As pessoas sumiram das ruas e
se trancaram em vidas virtuais. Todas as novidades são recebidas com enfado.
Sei a besteira que é esse discurso, já
feito em outras eras por gente mais qualificada. Alguns escreviam ouvindo o
prelúdio de Tristão e Isolda no gramofone e ganharam nome e fama. Eu sigo
anônimo, pensando em anos bons, anos ruins, anos mais ou menos.
1920 foi diferente. Tento
escrever sobre este ano há sete décadas e não será desta vez que sairá completo. Há sempre um pé atrás quando se escreve sobre
um determinado tempo, principalmente por causa do medo de ficar datado. O que
acham transgressor numa época pode virar um comportamento comum logo adiante. No entanto, insisto. Em 1920 eu estava numa
pequena cidade histórica, tirando o atraso de um longo sofrimento. Consegui fazer
quase tudo que não fiz no séculos passado, por preconceito e preguiça, sempre
achando que teria tempo, como de fato tive, a ponto de estar vivo até hoje.

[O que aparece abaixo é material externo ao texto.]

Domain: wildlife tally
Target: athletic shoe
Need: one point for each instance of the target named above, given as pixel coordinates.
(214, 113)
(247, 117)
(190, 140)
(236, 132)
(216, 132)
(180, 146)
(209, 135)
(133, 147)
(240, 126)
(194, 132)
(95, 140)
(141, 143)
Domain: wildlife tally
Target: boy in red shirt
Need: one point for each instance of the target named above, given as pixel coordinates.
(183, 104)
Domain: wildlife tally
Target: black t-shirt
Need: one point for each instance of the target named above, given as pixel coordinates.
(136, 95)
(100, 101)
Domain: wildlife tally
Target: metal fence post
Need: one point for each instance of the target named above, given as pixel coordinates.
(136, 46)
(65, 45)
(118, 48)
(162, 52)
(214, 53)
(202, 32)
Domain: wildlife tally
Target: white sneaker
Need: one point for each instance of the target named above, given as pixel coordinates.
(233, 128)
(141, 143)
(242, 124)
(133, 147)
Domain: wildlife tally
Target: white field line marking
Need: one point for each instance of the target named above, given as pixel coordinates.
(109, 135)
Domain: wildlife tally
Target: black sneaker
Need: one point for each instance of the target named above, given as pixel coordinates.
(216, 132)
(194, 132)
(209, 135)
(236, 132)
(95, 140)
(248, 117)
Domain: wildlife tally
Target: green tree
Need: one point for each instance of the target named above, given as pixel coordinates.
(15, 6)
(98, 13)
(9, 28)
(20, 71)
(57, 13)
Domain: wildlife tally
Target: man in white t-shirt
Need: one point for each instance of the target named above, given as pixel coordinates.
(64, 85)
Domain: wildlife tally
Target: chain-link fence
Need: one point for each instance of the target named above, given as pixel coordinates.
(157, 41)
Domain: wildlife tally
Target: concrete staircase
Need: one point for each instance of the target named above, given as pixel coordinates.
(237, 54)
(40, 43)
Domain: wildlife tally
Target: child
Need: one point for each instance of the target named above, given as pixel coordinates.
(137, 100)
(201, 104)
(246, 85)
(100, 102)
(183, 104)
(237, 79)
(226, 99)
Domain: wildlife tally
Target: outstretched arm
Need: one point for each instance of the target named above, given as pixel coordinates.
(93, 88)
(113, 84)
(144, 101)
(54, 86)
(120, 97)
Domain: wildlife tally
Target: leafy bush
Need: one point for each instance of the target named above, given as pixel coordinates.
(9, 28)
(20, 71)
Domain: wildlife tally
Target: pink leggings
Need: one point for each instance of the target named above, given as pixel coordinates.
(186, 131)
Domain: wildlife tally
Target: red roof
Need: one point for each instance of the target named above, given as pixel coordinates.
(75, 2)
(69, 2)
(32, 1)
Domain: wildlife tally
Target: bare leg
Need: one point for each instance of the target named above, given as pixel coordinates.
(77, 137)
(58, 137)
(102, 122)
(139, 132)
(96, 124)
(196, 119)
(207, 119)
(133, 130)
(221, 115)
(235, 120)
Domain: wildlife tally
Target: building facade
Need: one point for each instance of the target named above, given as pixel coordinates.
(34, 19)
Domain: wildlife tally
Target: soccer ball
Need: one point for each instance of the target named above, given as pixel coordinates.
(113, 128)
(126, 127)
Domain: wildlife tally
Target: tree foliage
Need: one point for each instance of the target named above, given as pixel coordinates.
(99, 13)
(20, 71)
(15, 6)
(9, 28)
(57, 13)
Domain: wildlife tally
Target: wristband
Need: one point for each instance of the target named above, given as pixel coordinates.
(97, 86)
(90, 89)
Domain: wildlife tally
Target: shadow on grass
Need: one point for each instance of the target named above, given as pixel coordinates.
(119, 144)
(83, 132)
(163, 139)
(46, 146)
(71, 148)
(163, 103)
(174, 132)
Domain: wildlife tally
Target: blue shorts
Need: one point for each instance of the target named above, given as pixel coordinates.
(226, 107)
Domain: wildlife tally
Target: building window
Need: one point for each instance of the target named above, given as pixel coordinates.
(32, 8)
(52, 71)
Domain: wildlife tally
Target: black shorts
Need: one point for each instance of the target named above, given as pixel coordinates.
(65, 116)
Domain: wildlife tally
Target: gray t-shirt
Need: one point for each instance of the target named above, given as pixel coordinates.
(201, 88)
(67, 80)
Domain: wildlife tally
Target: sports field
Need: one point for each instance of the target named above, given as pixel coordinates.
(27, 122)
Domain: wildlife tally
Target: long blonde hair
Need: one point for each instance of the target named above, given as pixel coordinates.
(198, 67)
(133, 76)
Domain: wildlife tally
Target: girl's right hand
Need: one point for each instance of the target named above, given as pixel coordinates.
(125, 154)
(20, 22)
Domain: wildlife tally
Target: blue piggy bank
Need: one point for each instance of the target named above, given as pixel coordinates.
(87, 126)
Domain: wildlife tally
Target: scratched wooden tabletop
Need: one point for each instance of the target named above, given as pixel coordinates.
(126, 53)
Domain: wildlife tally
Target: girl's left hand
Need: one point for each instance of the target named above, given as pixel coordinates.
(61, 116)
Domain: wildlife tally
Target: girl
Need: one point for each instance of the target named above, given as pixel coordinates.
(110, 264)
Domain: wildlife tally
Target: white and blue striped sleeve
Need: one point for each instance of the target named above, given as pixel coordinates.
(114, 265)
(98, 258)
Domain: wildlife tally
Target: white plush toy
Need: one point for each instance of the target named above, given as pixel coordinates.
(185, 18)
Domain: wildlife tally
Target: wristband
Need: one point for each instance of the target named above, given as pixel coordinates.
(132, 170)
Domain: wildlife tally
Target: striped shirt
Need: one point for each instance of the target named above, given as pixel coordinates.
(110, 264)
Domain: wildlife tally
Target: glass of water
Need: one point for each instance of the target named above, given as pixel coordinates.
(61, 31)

Perdi quase duzentos anos esperando por 1920, mas valeu a pena.
1979 foi outro bom. Ano em que
tudo, docemente, parecia dirigir-se ao precipício, mas não. Foi apenas a
entrada na normalidade sem graça que viria depois. Em 1979, o exagero era uma
norma e havia farras inimagináveis para a compreensão humana dos dias de 2014. Já
em janeiro, descobrimos a seguinte equação: somos jovens, sabemos disso, temos
pouco tempo para arder e é agora ou nunca. Não era o meu caso, já passado dos
cem e ainda viçoso. Não lembro de muita coisa por causa da embriaguez constante, mas o inconsciente manda inúmeros flashes divertidos, cheios de ação
e arte, paixão e desejo. Lembro, por exemplo, de noites em um bar e ares de
liberdade. Podia-se fumar o que fosse sem ser incomodado e fazer sexo sem
sentir culpa. Todos nus, tomávamos banho de cachoeira e a orgia tornou-se um
ritual quase necessário. Só digo que gastei uns dez anos em 1979. Mas o estoque
de anos vindouros parecia ser grande. Sabe-se lá se continua assim, neste
século.
Tenho 384 anos. Não sei porque
vivo há tanto tempo. Fui levando, levando e quando completei um centenário
ainda era jovem e disposto e ao mesmo tempo incomodado. Por que meus amigos
morreram tão cedo? Do segundo para o terceiro século eu me acostumei com a
situação.Uma vida longa para padrões gerais, sem dúvida, mas um raio para quem
a vive. Passou rápido. Hoje, existo com essa saudade do século XX e tal
sentimento tem um peso enorme sobre mim. Não ocorreu-me epifanias, alumbramentos e
revelações religiosas, mas depois das grandes guerras passei a sentir o necessário para
a vida: bem-estar. Não o da civilização; o meu, apenas.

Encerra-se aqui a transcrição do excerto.